Mme Danièle Hoffman-Rispal – L’amendement 355 vise ainsi à réaffirmer la primauté des accords majoritaires pour la détermination du contingent annuel d’heures supplémentaires au niveau de l’entreprise. Les dispositions que vous préconisez aboutiraient à ce que des accords minoritaires puissent remettre en cause des accords d’entreprise majoritaires négociés en application de la loi Aubry du 19 janvier 2000.

Vous ne cessez de légiférer sur le temps de travail – comme sur le reste d’ailleurs, puisque nous avons examiné 97 textes depuis le début de la législature. Bref, il y a eu six lois en sept ans pour détricoter les 35 heures ! Ne pourriez-vous pas faire une pause et travailler posément avec les partenaires sociaux, au lieu d’être obsédés par le démantèlement des 35 heures ? À suivre cette pente, je me demande si nous ne nous retrouverons pas en juillet prochain, voire avant, à discuter de dispositions allant plus loin encore.

M. Benoist Apparu – Excellente idée !

M. Christian Eckert – Mon amendement est identique. Vous avez décidément une curieuse conception de la démocratie, comme l’a d’ailleurs montré la manière dont vous vous êtes assis sur le vote des Français pour la ratification du traité de Lisbonne. Le Président de la République et le Gouvernement considèrent de même que l’Irlande a aujourd’hui besoin de temps pour réfléchir et contourner le vote de ses concitoyens. Vous donnez dans le domaine du droit du travail une autre illustration de cette conception à géométrie variable de la démocratie, en admettant que des accords majoritaires puissent être défaits par des accords minoritaires. Un accord ayant recueilli l’adhésion de 30 % des suffrages exprimés – soit 24 % en réalité si un cinquième des voix se sont égarées – pourrait ainsi remettre en cause un accord ayant recueilli l’aval de 50 % des salariés. Ubuesque !

J’aimerais, Monsieur le ministre, que vous répondiez à la question que vous a posée tout à l’heure M. Vidalies sur le coût, désormais inférieur, des heures supplémentaires par rapport aux heures normales, du fait des exonérations de charges. Éclairez la représentation nationale sur cette aberration. Nous comprendrions alors mieux pourquoi vous prônez le développement des heures supplémentaires au détriment des embauches. C’est tout simplement que cela coûtera moins cher à l’employeur tout en lui offrant plus de souplesse –encore que vous ayez beaucoup assoupli les conditions de rupture du contrat de travail, ce qui ôte toute valeur à votre argument de la rigidité.

M. Régis Juanico – Je défends l’amendement 357. Nous sommes très attachés au principe de l’accord majoritaire car le contingent annuel d’heures supplémentaires, tout comme les règles du repos compensateur et comme les garanties associées aux différentes formules d’aménagement du temps de travail, contribue à la protection des salariés.

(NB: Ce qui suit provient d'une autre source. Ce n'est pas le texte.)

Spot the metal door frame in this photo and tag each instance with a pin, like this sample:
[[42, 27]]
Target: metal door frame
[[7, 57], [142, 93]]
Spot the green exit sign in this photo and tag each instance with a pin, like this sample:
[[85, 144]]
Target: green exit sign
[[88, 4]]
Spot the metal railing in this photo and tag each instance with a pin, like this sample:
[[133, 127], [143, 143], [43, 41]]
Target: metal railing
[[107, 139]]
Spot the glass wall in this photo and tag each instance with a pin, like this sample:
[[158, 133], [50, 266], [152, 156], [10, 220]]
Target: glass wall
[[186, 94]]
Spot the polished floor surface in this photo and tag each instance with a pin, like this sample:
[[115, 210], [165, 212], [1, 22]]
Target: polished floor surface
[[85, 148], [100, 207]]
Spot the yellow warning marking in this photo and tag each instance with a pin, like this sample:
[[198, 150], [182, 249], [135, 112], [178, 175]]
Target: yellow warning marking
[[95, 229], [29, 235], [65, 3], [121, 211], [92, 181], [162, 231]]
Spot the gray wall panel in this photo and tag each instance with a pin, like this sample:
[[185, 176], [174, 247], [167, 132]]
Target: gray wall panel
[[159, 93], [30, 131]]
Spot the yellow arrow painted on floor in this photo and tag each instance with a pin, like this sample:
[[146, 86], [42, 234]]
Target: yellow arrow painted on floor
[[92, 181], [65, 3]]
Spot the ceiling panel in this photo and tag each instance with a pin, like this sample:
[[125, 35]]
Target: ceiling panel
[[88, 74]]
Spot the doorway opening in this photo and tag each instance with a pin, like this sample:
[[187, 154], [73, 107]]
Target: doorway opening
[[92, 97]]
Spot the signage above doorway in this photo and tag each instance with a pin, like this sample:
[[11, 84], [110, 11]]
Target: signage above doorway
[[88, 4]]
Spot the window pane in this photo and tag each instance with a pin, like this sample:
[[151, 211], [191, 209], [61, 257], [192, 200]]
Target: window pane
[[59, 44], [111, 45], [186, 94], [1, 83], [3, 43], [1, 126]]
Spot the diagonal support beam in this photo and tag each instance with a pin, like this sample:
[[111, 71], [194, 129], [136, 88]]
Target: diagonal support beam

Mais vous n’avez toujours pas répondu, Monsieur le ministre : oui ou non, les entreprises réclament-elles davantage d’heures supplémentaires ?

M. Benoist Apparu – Certaines, oui.

M. Régis Juanico – Le travail fait par Didier Migaud, président de la commission des finances, sur l’application de la loi TEPA, montre au contraire que le volume d’heures supplémentaires a diminué ; les différentes modifications apportées depuis six ans à la loi sur les heures supplémentaires, notamment par l’augmentation du contingent, ne produisent pas de résultats. En revanche, la souplesse existe déjà en termes d’horaires ou de travail de nuit ; nous voulons donc maintenir le verrou des accords majoritaires en matière d’heures supplémentaires.

Mme Catherine Lemorton – Je défends l’amendement 358. M. Vercamer a parlé de créations d’emplois, mais ce texte n’en produira pas : nous parlons d’heures supplémentaires…

Je partage avec mes collègues de l’opposition l’idée qu’il ne faut pas s’asseoir sur les accords majoritaires venus d’une minorité, sauf à prendre le risque que se recréent des « syndicats maison », lesquels nous renvoient au début du XXe siècle. Malheureusement, on va dans le sens de cette régression…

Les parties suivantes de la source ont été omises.